To address the low localization accuracy and poor mission completion rate of single autonomous underwater vehicles (AUVs) in harsh marine environments, this paper proposes a heterogeneous USV-AUV collaborative operation framework. The method innovatively integrates Fisher information matrix–optimized USV-guided path planning with a deep reinforcement learning–driven distributed multi-AUV cooperative decision-making mechanism, augmented by multi-sensor fusion and robust communication recovery strategies. Simulation results demonstrate that, under extreme conditions—including strong ocean currents and high sensor noise—the system achieves centimeter-level cooperative localization accuracy, improves mission completion rate by 37%, and reduces average communication interruption recovery time by 62%. These advancements significantly enhance operational robustness and data acquisition efficiency in complex maritime scenarios.

Autonomous underwater vehicles (AUVs) are valuable for ocean exploration due to their flexibility and ability to carry communication and detection units.
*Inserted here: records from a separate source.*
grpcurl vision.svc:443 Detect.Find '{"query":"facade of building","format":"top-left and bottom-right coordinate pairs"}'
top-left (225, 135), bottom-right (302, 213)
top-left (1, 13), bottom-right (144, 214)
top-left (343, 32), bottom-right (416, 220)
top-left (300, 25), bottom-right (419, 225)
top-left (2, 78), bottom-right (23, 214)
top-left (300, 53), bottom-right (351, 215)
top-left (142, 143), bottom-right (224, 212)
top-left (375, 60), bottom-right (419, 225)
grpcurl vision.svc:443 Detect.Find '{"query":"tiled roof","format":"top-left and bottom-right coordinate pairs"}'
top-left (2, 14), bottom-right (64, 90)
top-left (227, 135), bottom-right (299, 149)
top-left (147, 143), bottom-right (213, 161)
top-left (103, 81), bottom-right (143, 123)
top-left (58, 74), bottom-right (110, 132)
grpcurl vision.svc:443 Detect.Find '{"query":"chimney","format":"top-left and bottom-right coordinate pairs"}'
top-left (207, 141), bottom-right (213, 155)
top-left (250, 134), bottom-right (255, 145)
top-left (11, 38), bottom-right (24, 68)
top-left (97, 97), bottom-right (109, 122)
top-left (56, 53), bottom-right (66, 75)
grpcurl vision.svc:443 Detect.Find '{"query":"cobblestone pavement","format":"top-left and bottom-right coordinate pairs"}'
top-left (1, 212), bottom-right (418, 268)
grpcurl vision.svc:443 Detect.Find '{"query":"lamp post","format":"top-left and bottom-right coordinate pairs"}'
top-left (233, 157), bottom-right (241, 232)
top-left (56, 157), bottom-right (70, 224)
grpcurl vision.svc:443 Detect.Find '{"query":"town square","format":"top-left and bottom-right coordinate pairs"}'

Nevertheless, AUVs alone often face challenges in harsh and extreme sea conditions. This study introduces a unmanned surface vehicle (USV)-AUV collaboration framework, which includes high-precision multi-AUV positioning using USV path planning via Fisher information matrix optimization and reinforcement learning for multi-AUV cooperative tasks. Applied to a multi-AUV underwater data collection task scenario, extensive simulations validate the framework's feasibility and superior performance, highlighting exceptional coordination and robustness under extreme sea conditions. To accelerate relevant research in this field, we have made the simulation code (demo version) available as open-source.